What does this mean for the health and future of our cities? Pessimistically our European cultural capitals are in danger of becoming theme parks, the centres handed over to itinerant hoards who trail through the streets following umbrellas and flags. The economic impact is significant, whilst hotels, restaurants, and museums prosper, Airbnb wipes out the rental market for the locals and small retail units are converted to food and drink outlets and souvenir shops as these cities struggle under the volume of tourist traffic.
My memory of Rome is formed by Giambattista Nolli’s plan which was drawn in 1748. It is a fascinating and influential architectural document envisaging the city as a poche of public space, the interiors of churches, courtyards and gardens reading as public realm.
My thesis design back in 1980 situated an apartment building in the Roman Forum and I spent hours drawing and photographing the stones and architectural remnants of this romantic landscape. As recently as the 18th century it was grazed by cattle, only to be excavated when the amateur archaeologists arrived in the 19th Century. In the 1980’s it was public space, open to all, an integral part of the public realm of Rome. Sadly, since 2008 it has been gated and privatised, access is by ticket only.
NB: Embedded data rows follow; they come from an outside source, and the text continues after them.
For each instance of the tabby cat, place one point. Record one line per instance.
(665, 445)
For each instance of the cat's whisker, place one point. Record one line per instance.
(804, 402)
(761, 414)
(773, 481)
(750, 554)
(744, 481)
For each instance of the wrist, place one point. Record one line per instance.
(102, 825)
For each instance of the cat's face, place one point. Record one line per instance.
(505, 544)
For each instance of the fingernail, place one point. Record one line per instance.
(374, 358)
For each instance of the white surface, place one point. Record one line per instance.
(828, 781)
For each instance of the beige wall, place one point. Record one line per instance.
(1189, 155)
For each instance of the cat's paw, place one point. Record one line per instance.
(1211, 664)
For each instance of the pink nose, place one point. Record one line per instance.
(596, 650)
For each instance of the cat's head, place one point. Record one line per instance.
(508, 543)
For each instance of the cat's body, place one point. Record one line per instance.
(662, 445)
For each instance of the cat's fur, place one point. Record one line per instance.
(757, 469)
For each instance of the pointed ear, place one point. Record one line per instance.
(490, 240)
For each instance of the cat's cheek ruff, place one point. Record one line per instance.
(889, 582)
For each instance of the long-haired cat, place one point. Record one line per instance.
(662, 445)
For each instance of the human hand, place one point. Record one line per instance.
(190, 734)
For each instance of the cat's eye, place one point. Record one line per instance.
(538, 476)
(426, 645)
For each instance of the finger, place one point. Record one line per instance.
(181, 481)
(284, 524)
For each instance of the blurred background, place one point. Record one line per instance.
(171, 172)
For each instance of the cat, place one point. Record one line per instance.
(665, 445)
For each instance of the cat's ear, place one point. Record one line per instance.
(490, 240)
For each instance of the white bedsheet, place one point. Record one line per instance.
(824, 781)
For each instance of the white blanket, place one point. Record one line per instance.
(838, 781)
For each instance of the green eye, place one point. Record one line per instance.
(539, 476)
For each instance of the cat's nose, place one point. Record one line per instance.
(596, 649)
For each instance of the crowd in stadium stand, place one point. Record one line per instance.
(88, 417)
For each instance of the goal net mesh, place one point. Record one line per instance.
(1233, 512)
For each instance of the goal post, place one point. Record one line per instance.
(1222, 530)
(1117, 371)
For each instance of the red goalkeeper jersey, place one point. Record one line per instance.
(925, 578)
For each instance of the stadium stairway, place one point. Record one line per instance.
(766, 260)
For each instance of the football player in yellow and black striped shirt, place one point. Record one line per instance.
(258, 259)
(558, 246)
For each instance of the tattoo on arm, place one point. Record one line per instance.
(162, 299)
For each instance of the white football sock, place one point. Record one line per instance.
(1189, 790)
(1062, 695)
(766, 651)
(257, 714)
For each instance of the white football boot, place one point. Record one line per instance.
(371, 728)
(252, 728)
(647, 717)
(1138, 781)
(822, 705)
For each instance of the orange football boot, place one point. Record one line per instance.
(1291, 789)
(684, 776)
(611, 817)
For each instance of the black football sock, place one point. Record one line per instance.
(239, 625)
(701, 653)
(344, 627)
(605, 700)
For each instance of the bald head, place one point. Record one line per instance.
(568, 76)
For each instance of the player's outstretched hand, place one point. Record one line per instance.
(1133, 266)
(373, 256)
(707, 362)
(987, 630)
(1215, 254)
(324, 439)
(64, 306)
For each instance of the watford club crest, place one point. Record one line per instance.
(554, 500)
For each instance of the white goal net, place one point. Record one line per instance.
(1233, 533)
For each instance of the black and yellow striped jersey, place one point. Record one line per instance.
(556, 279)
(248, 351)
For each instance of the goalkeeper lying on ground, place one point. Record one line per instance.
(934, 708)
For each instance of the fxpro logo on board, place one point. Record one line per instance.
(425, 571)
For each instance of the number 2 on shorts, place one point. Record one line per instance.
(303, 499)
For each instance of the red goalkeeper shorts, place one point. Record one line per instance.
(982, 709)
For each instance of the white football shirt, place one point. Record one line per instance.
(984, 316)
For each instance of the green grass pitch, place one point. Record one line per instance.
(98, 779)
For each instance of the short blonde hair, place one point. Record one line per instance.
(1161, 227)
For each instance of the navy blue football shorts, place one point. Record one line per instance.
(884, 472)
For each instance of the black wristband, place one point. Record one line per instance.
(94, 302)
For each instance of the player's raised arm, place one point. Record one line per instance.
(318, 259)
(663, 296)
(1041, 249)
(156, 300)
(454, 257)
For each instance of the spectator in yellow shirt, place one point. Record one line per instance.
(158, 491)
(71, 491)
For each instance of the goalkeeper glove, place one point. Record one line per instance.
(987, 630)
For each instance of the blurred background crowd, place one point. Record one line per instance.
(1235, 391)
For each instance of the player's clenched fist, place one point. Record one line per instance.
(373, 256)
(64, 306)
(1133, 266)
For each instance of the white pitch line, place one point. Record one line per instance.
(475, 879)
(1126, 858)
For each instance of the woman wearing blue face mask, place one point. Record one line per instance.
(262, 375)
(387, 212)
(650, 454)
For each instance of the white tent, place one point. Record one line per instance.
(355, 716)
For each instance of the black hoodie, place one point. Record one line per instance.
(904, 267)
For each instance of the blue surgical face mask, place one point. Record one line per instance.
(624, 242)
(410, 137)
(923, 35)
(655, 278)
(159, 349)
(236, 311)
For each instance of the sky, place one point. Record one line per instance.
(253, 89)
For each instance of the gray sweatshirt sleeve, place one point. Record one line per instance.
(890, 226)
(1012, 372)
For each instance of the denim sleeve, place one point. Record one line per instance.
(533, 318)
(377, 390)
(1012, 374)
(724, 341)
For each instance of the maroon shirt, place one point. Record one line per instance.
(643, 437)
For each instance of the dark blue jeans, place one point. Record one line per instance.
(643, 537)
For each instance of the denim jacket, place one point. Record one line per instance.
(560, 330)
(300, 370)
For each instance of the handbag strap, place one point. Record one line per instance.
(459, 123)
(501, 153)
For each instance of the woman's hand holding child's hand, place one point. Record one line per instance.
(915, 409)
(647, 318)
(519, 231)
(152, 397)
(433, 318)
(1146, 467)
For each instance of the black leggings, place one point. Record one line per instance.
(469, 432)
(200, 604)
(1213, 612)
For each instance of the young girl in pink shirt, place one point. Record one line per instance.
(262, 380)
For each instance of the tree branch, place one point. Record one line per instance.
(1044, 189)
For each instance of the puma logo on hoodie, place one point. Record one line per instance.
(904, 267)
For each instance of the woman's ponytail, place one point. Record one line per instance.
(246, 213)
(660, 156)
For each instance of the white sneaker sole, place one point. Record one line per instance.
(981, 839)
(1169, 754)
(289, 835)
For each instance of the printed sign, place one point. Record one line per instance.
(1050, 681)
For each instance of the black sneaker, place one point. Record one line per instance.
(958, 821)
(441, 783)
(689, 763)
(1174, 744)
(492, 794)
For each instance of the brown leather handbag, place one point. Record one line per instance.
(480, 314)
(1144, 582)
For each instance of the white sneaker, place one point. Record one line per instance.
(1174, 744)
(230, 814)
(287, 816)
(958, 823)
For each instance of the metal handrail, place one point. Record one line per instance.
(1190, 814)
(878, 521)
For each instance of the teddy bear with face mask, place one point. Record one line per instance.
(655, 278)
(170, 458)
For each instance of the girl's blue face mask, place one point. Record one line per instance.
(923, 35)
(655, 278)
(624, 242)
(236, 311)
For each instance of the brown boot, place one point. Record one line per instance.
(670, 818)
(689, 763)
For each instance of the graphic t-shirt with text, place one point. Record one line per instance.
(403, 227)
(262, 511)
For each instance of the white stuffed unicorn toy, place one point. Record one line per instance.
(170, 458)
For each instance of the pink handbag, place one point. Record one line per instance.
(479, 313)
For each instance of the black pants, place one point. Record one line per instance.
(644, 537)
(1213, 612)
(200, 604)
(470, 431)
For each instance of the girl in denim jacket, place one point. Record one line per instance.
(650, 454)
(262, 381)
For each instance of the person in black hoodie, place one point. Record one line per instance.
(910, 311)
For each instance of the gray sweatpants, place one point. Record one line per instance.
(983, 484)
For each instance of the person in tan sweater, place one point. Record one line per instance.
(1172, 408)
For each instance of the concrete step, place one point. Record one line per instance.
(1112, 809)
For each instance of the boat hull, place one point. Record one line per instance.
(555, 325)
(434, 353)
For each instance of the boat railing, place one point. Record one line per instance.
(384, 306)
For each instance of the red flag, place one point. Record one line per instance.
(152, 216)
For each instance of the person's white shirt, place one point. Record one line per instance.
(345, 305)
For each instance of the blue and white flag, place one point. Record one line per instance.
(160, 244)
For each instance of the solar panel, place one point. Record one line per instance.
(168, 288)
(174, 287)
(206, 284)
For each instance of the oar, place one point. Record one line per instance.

There is no doubt that the volume of tourists has in some ways necessitated the privatisation of what was public space, but it totally changes the democratic landscape of the city. Indeed, the Nolli Plan would look very different today, it would contain a lot less white space. For example, like the Forum and the Colosseum, you can no longer walk into the Pantheon. The Basilica of St Pietro has at least a 45-minute queue which encircles Bernini’s piazza, in fact the Bernini arcades are no longer permeable, permanent railings prevent free movement. As a result the whole space has lost its drama and porosity to control and order the behaviour of its visitors. A visit to the Sistine chapel is comparable to the immigration hall at Terminal 5 on a bank holiday weekend. It will only get worse as the decline of Christianity renders the greatest monuments of Europe redundant, many churches are now closed, and our great art galleries will struggle to survive without “blockbuster“ and populist shows.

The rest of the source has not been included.